Монке коротко и толково сформулировал стратегию «Операции Клаузевиц», закончив утверждением, что Берлин станет кладбищем для тысячи советских танков.

При последних словах Гитлер, до того слушавший совершенно апатично, дважды кивнул. Он знал из недавнего специального доклада, что немецкие панцерфаусты, фабриковавшиеся, кстати, тут же в подземных мастерских Берлина, оказались в уличных боях самым действенным противотанковым оружием.

Он, однако, ничего не сказал. Когда Монке закончил, Гитлер обратился к участникам совещания:

— Замечания есть, господа?

Тон, каким был задан вопрос, сам по себе исключал возможность дальнейшего обсуждения. Все молчали.

Гитлер медленно поднялся с кресла и, вяло отсалютовав своим соратникам, пошел, было, к выходу, но на полдороге остановился. Он обернулся к Монке:

— Генерал, будьте добры последовать за мной.

Когда они вошли в кабинет, Гитлер прошел к столу и оперся на него.

— Генерал, — начал он, — мне незачем напоминать вам о сложившейся обстановке. И однако, я должен поговорить с вами об одном важном деле. Как солдат с солдатом, понимаете?

— Яволь, мой фюрер!

Гитлер продолжал:

— Как вождь немецкого народа, я хотел бы закончить жизнь в рядах моих воинов. Но возможность ранения и пленения исключает такой вариант. Я не должен попасть в руки врагу ни живым, ни мертвым. Поэтому мне предстоит сойти со сцены заранее. Надеюсь, вы поняли меня?

И опять Монке, подтянувшись, отвечал:

— Понял.

— Так вот, генерал. Все, о чем я вас прошу, это предупредить меня за сутки до того, как вы сочтете окончательно невозможным гарантировать мою безопасность. В этом и заключается моя последняя к вам просьба и… приказ! Это все. Вы можете идти.
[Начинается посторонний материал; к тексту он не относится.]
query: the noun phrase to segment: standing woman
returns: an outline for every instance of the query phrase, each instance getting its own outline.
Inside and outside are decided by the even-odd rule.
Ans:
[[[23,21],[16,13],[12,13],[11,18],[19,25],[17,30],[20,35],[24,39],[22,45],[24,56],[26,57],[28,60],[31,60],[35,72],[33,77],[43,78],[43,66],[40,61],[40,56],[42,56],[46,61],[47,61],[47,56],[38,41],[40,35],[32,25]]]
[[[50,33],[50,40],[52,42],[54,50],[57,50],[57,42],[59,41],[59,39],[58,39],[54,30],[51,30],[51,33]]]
Монке молча отсалютовал и, четко повернувшись кругом, вышел из кабинета.

Оставшись один, Гитлер опустился в кресло у стола, немного помедлил и нажал на сигнальную кнопку. Вошел Миш, как всегда аккуратный и подтянутый. Гитлер спросил:

— Есть вести о «десятом номере»?

Эвакуация Канцелярии — штата и документов — в Мюнхен и Берхтесгаден была в разгаре. «10-й номер» был транспортер, на котором были отправлены ящики с записями служебных и частных разговоров фюрера. Судьба этих документов его беспокоила.

Миш отвечал:

— Вестей все еще нет. Ни в Мюнхене, ни в Оберзальцберге не принято никаких сигналов. Полагают, что самолет вынужденно приземлился из-за неполадок в моторе.
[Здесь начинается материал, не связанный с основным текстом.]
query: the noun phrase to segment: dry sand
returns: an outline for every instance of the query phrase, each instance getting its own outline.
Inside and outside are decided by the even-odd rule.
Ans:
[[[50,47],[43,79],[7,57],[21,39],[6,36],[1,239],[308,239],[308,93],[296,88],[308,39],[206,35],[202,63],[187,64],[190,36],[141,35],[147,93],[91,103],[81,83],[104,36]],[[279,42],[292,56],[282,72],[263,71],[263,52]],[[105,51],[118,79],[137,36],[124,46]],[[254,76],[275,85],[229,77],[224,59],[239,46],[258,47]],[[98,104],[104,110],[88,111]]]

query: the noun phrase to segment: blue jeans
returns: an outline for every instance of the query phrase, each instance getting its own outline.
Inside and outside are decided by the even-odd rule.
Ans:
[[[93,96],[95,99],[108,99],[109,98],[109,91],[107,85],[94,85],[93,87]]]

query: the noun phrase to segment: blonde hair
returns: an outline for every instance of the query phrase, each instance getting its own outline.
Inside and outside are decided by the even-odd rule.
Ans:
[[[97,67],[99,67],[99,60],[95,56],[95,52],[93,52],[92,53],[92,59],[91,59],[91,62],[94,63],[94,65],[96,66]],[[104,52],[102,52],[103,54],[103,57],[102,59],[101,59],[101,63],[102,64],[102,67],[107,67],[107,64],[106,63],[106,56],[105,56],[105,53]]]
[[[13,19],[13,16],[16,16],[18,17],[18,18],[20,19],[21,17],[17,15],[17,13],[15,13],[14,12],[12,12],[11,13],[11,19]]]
— Так… Передайте, чтобы мне принесли обед сюда. И скажите Борману, что я хочу его видеть.

В последние недели Гитлер редко выходил к общему столу. Присутствие людей его угнетало. Вот и теперь, когда Миш принес ему на подносе обед, как обычно, вегетарианский, приготовленный личным поваром фюрера — Констанцией Манциали, Гитлер уселся за небольшим столиком и принялся за трапезу.

Вкусовые ощущения у него, вследствие употребления сильных доз лекарств, почти атрофировались, да и аппетит появлялся редко; он ел как автомат, плохо разбираясь в поглощаемой пище.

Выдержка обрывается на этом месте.